아래에서는 첨부한 도면을 참고로 하여 본 발명의 실시예에 대하여 본 발명이 속하는 기술 분야에서 통상의 지식을 가진 자가 용이하게 실시할 수 있도록 상세히 설명한다. 그러나 본 발명은 여러 가지 상이한 형태로 구현될 수 있으며 여기에서 설명하는 실시예에 한정되지 않는다. 그리고 도면에서 본 발명을 명확하게 설명하기 위해서 설명과 관계없는 부분은 생략하였으며, 명세서 전체를 통하여 유사한 부분에 대해서는 유사한 도면 부호를 붙였다.DETAILED DESCRIPTION Hereinafter, exemplary embodiments of the present invention will be described in detail with reference to the accompanying drawings so that those skilled in the art may easily implement the present invention. The present invention may, however, be embodied in many different forms and should not be construed as limited to the embodiments set forth herein. In the drawings, parts irrelevant to the description are omitted in order to clearly describe the present invention, and like reference numerals designate like parts throughout the specification.

명세서 전체에서, 어떤 부분이 어떤 구성 요소를 "포함"한다고 할 때, 이는 특별히 반대되는 기재가 없는 한 다른 구성 요소를 제외하는 것이 아니라 다른 구성 요소를 더 포함할 수 있는 것을 의미한다.Throughout the specification, when an element is referred to as "comprising ", it means that it can include other elements as well, without excluding other elements unless specifically stated otherwise.

이하, 도면을 참조로 하여 본 발명의 실시예에 따른 IP 공유기를 검출하는 방법 및 이를 수행하는 시스템에 대하여 상세히 설명한다.Hereinafter, a method for detecting an IP router according to an embodiment of the present invention and a system for performing the same will be described in detail with reference to the accompanying drawings.

도 1은 본 발명의 실시예에 따른 IP 공유기 검출 시스템이 적용된 네트워크 구성도이다.1 is a diagram illustrating a network configuration to which an IP router detection system according to an embodiment of the present invention is applied.
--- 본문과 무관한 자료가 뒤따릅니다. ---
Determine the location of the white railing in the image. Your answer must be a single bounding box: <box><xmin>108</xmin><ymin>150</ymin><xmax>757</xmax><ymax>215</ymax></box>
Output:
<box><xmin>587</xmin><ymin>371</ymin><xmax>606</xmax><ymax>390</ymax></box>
도 1을 참조하면, 클라이언트 1 단말(100), 클라이언트 2 단말(200) 및 클라이언트 3 단말(300)은 모두 IP 공유기(400)에 연결된다.Referring to FIG. 1, the client 1 terminal 100, the client 2 terminal 200, and the client 3 terminal 300 are all connected to the IP router 400.

이러한 IP 공유기(400)는 하나의 공인 IP 주소를 이와 대응되는 하나 이상의 사설 IP 주소로 변환하거나, 하나 이상의 사설 IP 주소를 하나의 공인 IP 주소로 변환한다. The IP router 400 converts one public IP address into one or more private IP addresses corresponding thereto or one or more private IP addresses into one public IP address.

이때, IP 공유기(400)는 세 개의 사설 IP 주소 즉 192.168.0.2, 192.168.0.3, 192.168.0.4가 하나의 공인 IP 주소 125.0.0.1와 매핑된 라우팅 테이블을 구비한다.At this time, the IP sharer 400 includes a routing table in which three private IP addresses, 192.168.0.2, 192.168.0.3, and 192.168.0.4, are mapped to one public IP address 125.0.0.1.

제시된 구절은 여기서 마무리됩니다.